# LAVA

This notebook explores the use of LAVA for data valuation.

<div class="alert alert-info">

If you are reading this in the documentation, some boilerplate has been omitted for convenience.

</div>

## Imports and setup

In [None]:
%load_ext autoreload

In [None]:
%autoreload
%matplotlib inline

import logging
import os
from typing import Tuple

import matplotlib.pyplot as plt
import numpy as np
import pandas as pd
import torch
from sklearn.metrics import confusion_matrix, ConfusionMatrixDisplay
from torch import nn
from torch.utils.data import DataLoader, Subset
from torchvision.datasets import CIFAR10
import torchvision.transforms as transforms
from torchvision.models.resnet import ResNet, BasicBlock, resnet18, ResNet18_Weights
from torchvision.utils import make_grid
from tqdm.auto import tqdm

from support.common import (
    plot_sample_images,
    plot_losses,
)
from support.torch import (
    TrainingManager,
    MODEL_PATH,
    new_resnet_model,
)
from support.types import Losses

logging.basicConfig(level=logging.DEBUG)

plt.rcParams["figure.figsize"] = (7, 7)
plt.rcParams["font.size"] = 12
plt.rcParams["xtick.labelsize"] = 12
plt.rcParams["ytick.labelsize"] = 10
plt.rcParams["axes.facecolor"] = (1, 1, 1, 0)
plt.rcParams["figure.facecolor"] = (1, 1, 1, 0)

random_state = 42
np.random.seed(random_state)
DEVICE = torch.device("cuda:0" if torch.cuda.is_available() else "cpu")

In [None]:
%autoreload
from pydvl.ot.lava import LAVA
from pydvl.utils.dataset import Dataset

## Loading and preprocessing the dataset

In [None]:
transform = transforms.Compose(
    [transforms.ToTensor(), transforms.Normalize((0.5, 0.5, 0.5), (0.5, 0.5, 0.5))]
)
trainset = CIFAR10(root="/tmp/cifar10", train=True, download=True, transform=transform)
valset = CIFAR10(root="/tmp/cifar10", train=False, download=True, transform=transform)
classes = trainset.classes

In [None]:
trainset = Subset(trainset, np.random.randint(low=0, high=len(trainset), size=100))
valset = Subset(valset, np.random.randint(low=0, high=len(valset), size=100))

In [None]:
trainloader = DataLoader(trainset, batch_size=4, shuffle=True, num_workers=0)
valloader = DataLoader(valset, batch_size=4, shuffle=True, num_workers=0)

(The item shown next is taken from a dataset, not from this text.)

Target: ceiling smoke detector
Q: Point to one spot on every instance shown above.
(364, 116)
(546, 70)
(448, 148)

Let's take a closer look at a few image samples

In [None]:
def imshow(img):
    img = img / 2 + 0.5  # unnormalize
    npimg = img.numpy()
    plt.imshow(np.transpose(npimg, (1, 2, 0)))
    plt.show()


# get some random training images
dataiter = iter(trainloader)
images, labels = next(dataiter)

# show images
imshow(make_grid(images))

## Model definition and training

We now train a model on the validation data (This is the same as in the paper) in order to use it as a feature extractor.

In [None]:
model = ResNet(BasicBlock, [1, 1, 1, 1], num_classes=10)
num_params = sum(p.numel() for p in model.parameters())
print(f"Model has {num_params} parameters")

In [None]:
mgr = TrainingManager(
    "model_lava_cifar10",
    model,
    nn.CrossEntropyLoss(),
    valloader,
    trainloader,
    MODEL_PATH,
    device=DEVICE,
)
# Set use_cache=False to retrain the model
train_loss, val_loss = mgr.train(n_epochs=10, use_cache=False)

In [None]:
plot_losses(Losses(train_loss, val_loss))

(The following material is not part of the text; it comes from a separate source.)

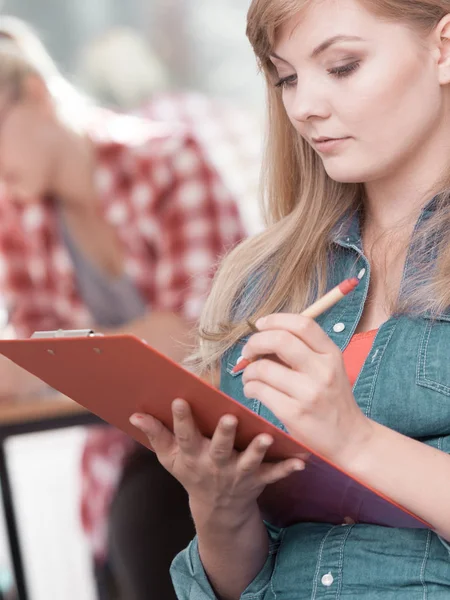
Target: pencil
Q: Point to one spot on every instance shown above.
(315, 310)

The confusion matrix and $F_1$ score look good, especially considering the low resolution of the images and their complexity (they contain different objects)

In [None]:
y_test = []
y_pred = []

for inputs, targets in tqdm(valloader, total=len(valloader)):
    y_test.append(targets.cpu().numpy().ravel())
    inputs = inputs.to(DEVICE)
    pred = np.argmax(model(inputs).cpu().detach().numpy(), axis=1).ravel()
    y_pred.append(pred)


y_test = np.concatenate(y_test)
y_pred = np.concatenate(y_pred)
cm = confusion_matrix(y_test, y_pred)
disp = ConfusionMatrixDisplay(confusion_matrix=cm, display_labels=classes)
disp.plot();

## Feature Extraction

We now remove the last layer in order to use the model as a feature extractor

In [None]:
model.fc = torch.nn.Identity()

In [None]:
x_train = []
y_train = []

for inputs, targets in tqdm(trainloader, total=len(trainloader)):
    y_train.append(targets.cpu().numpy().ravel())
    inputs = inputs.to(DEVICE)
    pred = model(inputs).cpu().detach().numpy()
    x_train.append(pred)

x_train = np.concatenate(x_train)
y_train = np.concatenate(y_train)

In [None]:
x_test = []
y_test = []

for inputs, targets in tqdm(valloader, total=len(valloader)):
    y_test.append(targets.cpu().numpy().ravel())
    inputs = inputs.to(DEVICE)
    pred = model(inputs).cpu().detach().numpy()
    x_test.append(pred)

x_test = np.concatenate(x_test)
y_test = np.concatenate(y_test)

# Computing Values

In [None]:
dataset = Dataset(x_train, y_train, x_test, y_test)

In [None]:
all_values = []

for regularization in [1, 0.5, 0.1, 0.01]:
    for lambda_ in [3.0, 1.0, 0.1, 0.01, 0]:
        print(f"{regularization=}, {lambda_=}")
        lava = LAVA(
            dataset,
            inner_ot_method="exact",
            regularization=regularization,
            lambda_=lambda_,
        )
        values = lava.compute_values()
        all_values.append(values)

In [None]:
values_df = pd.DataFrame(np.stack(all_values).T)

In [None]:
values_df.plot.boxplot();

In [None]:
regularization = 1.0
lambda_ = 1.0
lava = LAVA(
    dataset, inner_ot_method="gaussian", regularization=regularization, lambda_=lambda_
)
values = lava.compute_values()

In [None]:
feature_cost = lava._compute_feature_cost()
plt.boxplot(feature_cost.ravel());

In [None]:
lava._compute_gaussian_label_distances()

In [None]:
lava._compute_exact_label_distances()

In [None]:
plt.hist(values)

## Pre-Trained Model

What if we use a pre-trained model instead?

In [None]:
model = resnet18(weights=ResNet18_Weights.IMAGENET1K_V1)
model.fc = torch.nn.Identity()